A further issue is how COVID-19 may impact the way damages are assessed in investment arbitration cases. In particular, it may influence how future cash flows are evaluated in discounted cash flow analyses, perhaps prompting the valuation date to shift towards the date of the award to take into account the impact of COVID-19.

Virtual hearings

On the procedural front, the main question is whether remote hearings that have flourished during the pandemic will remain a more permanent fixture of the arbitration landscape in 2022 and beyond. 

The arbitration community quickly shifted to remote hearings as an alternative to in-person hearings, thus limiting the time and cost consequences of delays due to the pandemic. Institutions have continued to adapt their rules and best practices to address remaining due process concerns. Arbitrators and practitioners have gained more experience with the technology and the logistics of organising virtual hearings. 
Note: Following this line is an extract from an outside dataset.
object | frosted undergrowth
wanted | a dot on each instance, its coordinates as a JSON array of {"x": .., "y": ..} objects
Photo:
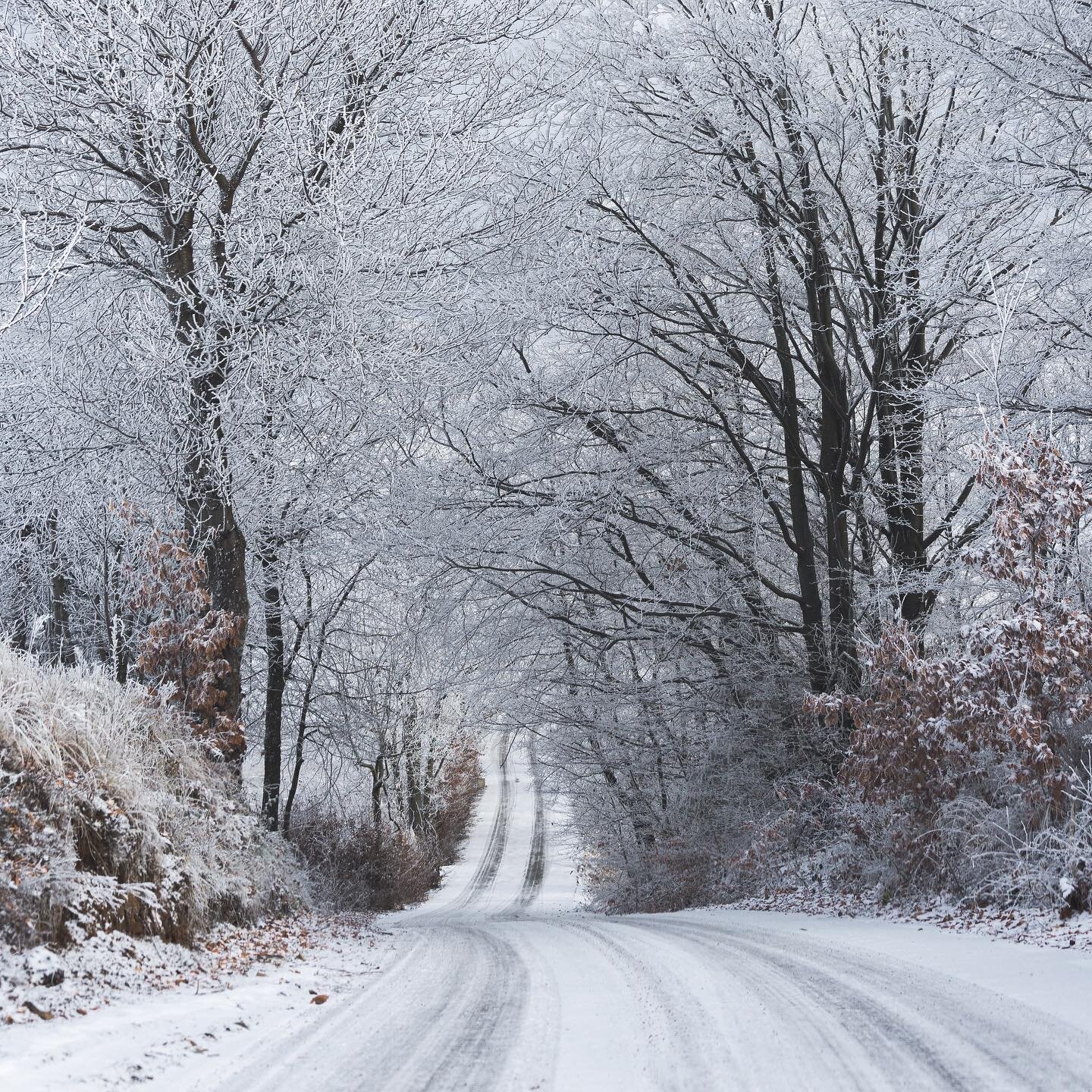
[{"x": 113, "y": 819}]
Still, virtual hearings continue to present challenges, such as the difficulty in accommodating disparate time zones, in efficiently advocating or presenting evidence, or in teams of counsel or tribunals being able to confer during hearing sessions. Long virtual hearings can also lead to screen fatigue, concentration issues and mental health issues. At the same time, virtual hearings can be more cost-efficient and offer greater procedural and logistical flexibility: they are easier to schedule, enable greater mobilisation of stakeholders, and have a positive impact on diversity and inclusion as well as the training of junior lawyers. Overall, virtual hearings have worked well, while aligning with the ESG goals of companies and law firms. Some companies have even started to adopt policies requiring virtual hearings by default and law firms, such as Freshfields, have committed to further limit their carbon footprint by reducing travel and paper usage.

For these reasons, and due to persistent volatile travel and health restrictions, the trend towards remote hearings will likely continue in 2022 and outlast the pandemic. Remote procedural hearings will become the norm, with the cost of travelling for smaller hearings becoming increasingly harder to justify. Remote merits hearings will also likely gain momentum for a wide range of cases as we continue to adapt to new skills and techniques and become more comfortable with the virtual environment. We also expect to see an increase of ‘hybrid’ hearings combining elements of in-person and virtual hearings in cases where parties are not comfortable with purely virtual hearings.